Denoting the dimensionless variables by primes, we choose the following normalization.

$$ t^{\prime}\,=\,t\omega, \quad \left( \eta^{\prime}_{oi}, \eta^{\prime}_a, \eta^{\prime}_b\right) \,=\, \left( \eta_{oi},\eta_a,\eta_b\right)/a, \quad u^{\prime}_i\,=\,u_i /(a \omega), $$

(A.7)

where ω = 2π/T is the angular frequency, T and a are the period and amplitude of the dominant constituent of ocean tidal forcing. Substituting into (2.1)–(2.6) and dropping the primes for brevity, the dimensionless equations are written, identifying the parameters that control the dynamics of the system.

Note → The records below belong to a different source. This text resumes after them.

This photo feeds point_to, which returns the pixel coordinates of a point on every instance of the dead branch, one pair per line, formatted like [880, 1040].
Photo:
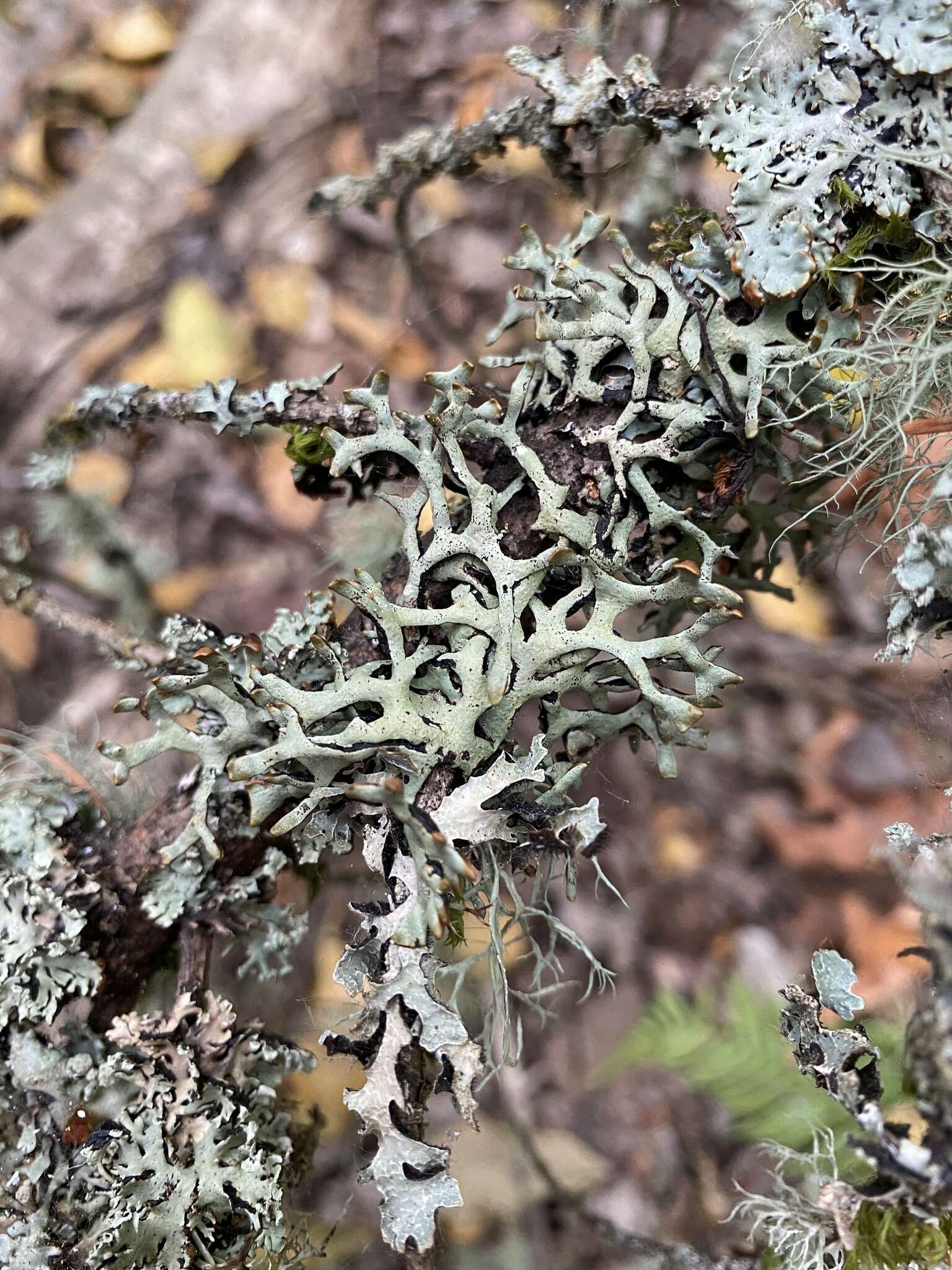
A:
[587, 107]
[121, 643]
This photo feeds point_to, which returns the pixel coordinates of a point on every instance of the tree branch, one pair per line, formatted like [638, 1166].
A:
[17, 591]
[593, 104]
[218, 404]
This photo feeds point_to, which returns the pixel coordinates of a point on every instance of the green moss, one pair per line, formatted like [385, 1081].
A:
[844, 193]
[676, 230]
[307, 445]
[892, 1238]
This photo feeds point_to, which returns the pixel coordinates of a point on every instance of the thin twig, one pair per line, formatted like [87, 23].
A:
[928, 426]
[121, 643]
[663, 1256]
[219, 404]
[594, 104]
[195, 959]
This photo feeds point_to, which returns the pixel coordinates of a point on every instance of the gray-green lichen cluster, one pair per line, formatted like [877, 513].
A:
[145, 1147]
[566, 553]
[524, 588]
[851, 127]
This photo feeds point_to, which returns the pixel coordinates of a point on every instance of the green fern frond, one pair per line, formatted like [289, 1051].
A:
[733, 1050]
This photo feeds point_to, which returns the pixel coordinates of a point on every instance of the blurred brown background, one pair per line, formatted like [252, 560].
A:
[155, 167]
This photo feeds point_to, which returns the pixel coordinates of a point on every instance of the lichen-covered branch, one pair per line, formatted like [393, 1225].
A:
[220, 406]
[588, 106]
[128, 648]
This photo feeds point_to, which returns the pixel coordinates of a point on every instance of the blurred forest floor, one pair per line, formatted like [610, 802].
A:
[155, 167]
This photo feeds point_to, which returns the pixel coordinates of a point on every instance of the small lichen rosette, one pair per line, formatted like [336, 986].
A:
[847, 128]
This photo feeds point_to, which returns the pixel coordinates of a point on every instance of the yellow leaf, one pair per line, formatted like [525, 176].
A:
[677, 849]
[27, 154]
[180, 590]
[140, 35]
[108, 88]
[19, 643]
[205, 338]
[808, 616]
[282, 294]
[98, 471]
[214, 156]
[18, 202]
[443, 198]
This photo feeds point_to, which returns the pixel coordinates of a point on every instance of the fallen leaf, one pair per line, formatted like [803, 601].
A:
[347, 151]
[474, 102]
[499, 1181]
[677, 849]
[155, 366]
[98, 471]
[282, 294]
[214, 156]
[874, 941]
[390, 343]
[177, 592]
[518, 161]
[443, 198]
[19, 642]
[27, 154]
[110, 88]
[275, 482]
[140, 35]
[808, 615]
[544, 14]
[18, 202]
[205, 338]
[108, 343]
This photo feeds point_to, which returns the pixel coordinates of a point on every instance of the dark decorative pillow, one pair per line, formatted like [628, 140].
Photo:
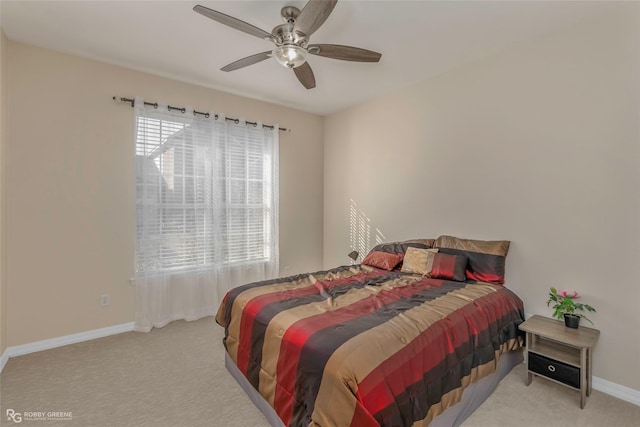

$$ \frac{\mathrm{d}\eta_a}{\mathrm{d} t} = b_1 u_1+b_2 u_2-b_4 u_4, $$

(A.8)

$$ b_0\frac{\mathrm{d}\eta_b}{\mathrm{d} t} = b_4 u_4+b_3 u_3, $$

(A.9)

$$ c_i\frac{\mathrm{d} u_i}{\mathrm{d} t} =\left( \eta_{oi}-\eta_a\right) - r_i |u_i|u_i, \quad i=1,2, $$

(A.10)

$$ c_3\frac{\mathrm{d} u_3}{\mathrm{d} t} = \left( \eta_{o3}-\eta_b\right) -r_3 |u_3|u_3, $$

(A.11)

$$ c_4\frac{\mathrm{d} u_4}{\mathrm{d} t} = \left( \eta_a-\eta_b\right) -r_4 |u_4|u_4, $$

(A.12)

where

$$ b_0=A_b/A_a, \quad b_i = A_i/A_a $$

(A.13)

are the sizing parameters, and

$$ c_i =\ell_i\omega^2/g, \quad r_i = \frac{a\omega^2}{2g}\left( \frac{f_i\ell_i}{4 R_{h,i}} + \kappa_{en,i}+\kappa_{ex,i}\right) $$

(A.14)

are the parameters determining the dynamics of inlet flows. Rewriting c _i = (ℓ _i /a)(a ω ²)/g, it is seen that c _i compares the flow acceleration in an inlet of friction length ℓ _i to gravity, under the excitation of ocean tide. Thus, c _i provides a measure of the inertia of an inlet (i.e., its resistance to be accelerated), hence characterizing the transient time scale of an inlet in response to changes in ocean forcing. The longer an inlet is, the stronger inertia it has, hence the longer transient time it takes to reach a new equilibrium state of motion. Rewriting \(r_{i} = {b_{i}^{2}}/{K_{i}^{2}}\), where

$$ K_i = \frac{A_i}{A_a} \frac{T}{2\mathrm{\pi} a}\sqrt{\frac{2ga}{{f_i\ell_i}/{(4R_{h,i})}+\kappa_{en,i}+\kappa_{ex,i}}} $$

(A.15)

is the coefficient of filling or repletion (Keulegan 1967) for inlet i based on the bay area A _a . It summarizes the effects of hydraulic resistance in an inlet, the basin size and ocean forcing. The repletion coefficient K _i is a measure of the ability of an inlet to fill a bay that is characterized by the surface area A _a : For a given water level difference between the bay and ocean, the larger values of K _i are, the faster the bay water level rises. It should be mentioned, however, Keulegan’s definition of K _i may not be properly interpreted for inlet 4, since it does not connect to the ocean.